The read operation may take about 15 minutes to complete. Once it’s done, you can use a hex editor / binwalk etc to open the flash_content.bin file and inspect its contents.

To write the content of a flash memory chip using flashrom with Buzzpirat, execute the following command:

flashrom.exe --progress -V -c "W25Q64BV/W25Q64CV/W25Q64FV" -p buspirate_spi:dev=COM8,spispeed=1M,serialspeed=115200 -w flash_content.bin 

The difference between the read and write commands is the -w parameter, which tells flashrom to write the content of the flash_content.bin file to the flash memory chip.

Tutorial Winbond 1.8V 64M-BIT W25Q64FW board

After testing with the 3.3V memory, buy a 1.8V Winbond W25Q64FW. Desolder the 3.3V memory and solder the 1.8V one in its place.
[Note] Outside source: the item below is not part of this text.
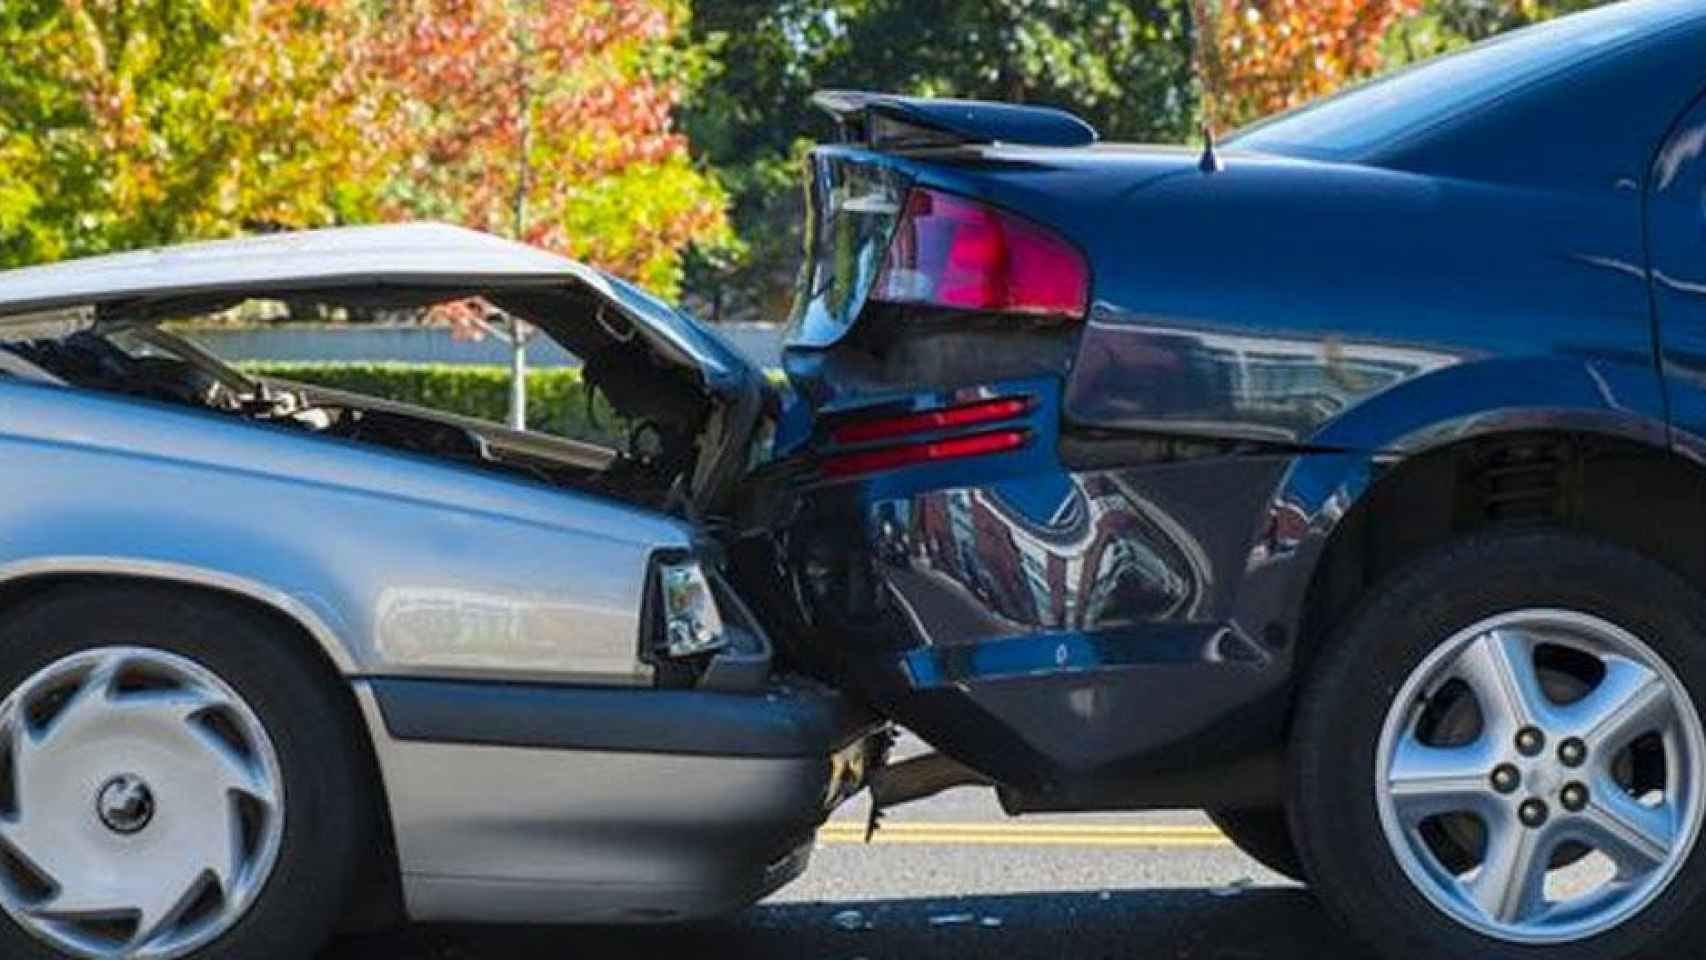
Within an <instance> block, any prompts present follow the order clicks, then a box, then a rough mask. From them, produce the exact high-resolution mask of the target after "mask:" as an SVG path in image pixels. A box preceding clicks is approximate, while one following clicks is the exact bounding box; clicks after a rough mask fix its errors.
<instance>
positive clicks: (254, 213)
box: [0, 0, 377, 266]
mask: <svg viewBox="0 0 1706 960" xmlns="http://www.w3.org/2000/svg"><path fill="white" fill-rule="evenodd" d="M346 27H348V24H346V22H339V14H338V10H336V9H334V7H331V5H324V3H321V2H316V0H203V2H189V0H130V2H126V0H7V2H5V3H0V49H5V51H7V56H5V58H0V171H3V176H0V266H5V264H20V263H34V261H43V259H55V257H63V256H73V254H89V252H102V251H111V249H126V247H136V246H150V244H165V242H172V240H179V239H186V237H212V235H227V234H234V232H239V230H244V228H266V227H307V225H321V223H331V222H336V220H343V218H353V217H362V215H363V213H370V211H372V210H374V206H372V201H374V198H375V196H377V194H375V193H372V191H368V189H367V188H368V186H372V184H374V179H372V176H368V171H367V157H368V155H367V152H363V150H360V143H358V131H360V123H358V121H357V118H355V111H357V109H358V104H357V95H355V90H353V89H351V87H350V85H348V75H346V73H343V72H341V70H339V67H338V65H339V58H338V56H336V44H338V43H339V39H341V38H343V36H345V29H346Z"/></svg>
Ensure the chip’s orientation remains the same as the original one.

For this case, simply use the official Buzzpirat cables with the female Dupont connector they come with; there’s no need to use SMD IC clips. Connect the Buzzpirat to the w25q64fv board by attaching the +1v8(SW1V8) to VCC, CS to CS, MISO to DO, GND to GND, CLK to CLK, and MOSI to DI, ensuring each connection is secure for proper functionality.

flashrom.exe --progress -V -c "W25Q64.W" -p buspirate_spi:dev=COM8,spispeed=30k,serialspeed=115200,pullups=on -r flash_content.bin 

pullups=on means that the pull-ups are activated + the Buzzpirat is in hi-z mode.

The read operation may take about 15 minutes to complete. Once it’s done, you can use a hex editor / binwalk etc to open the flash_content.bin file and inspect its contents.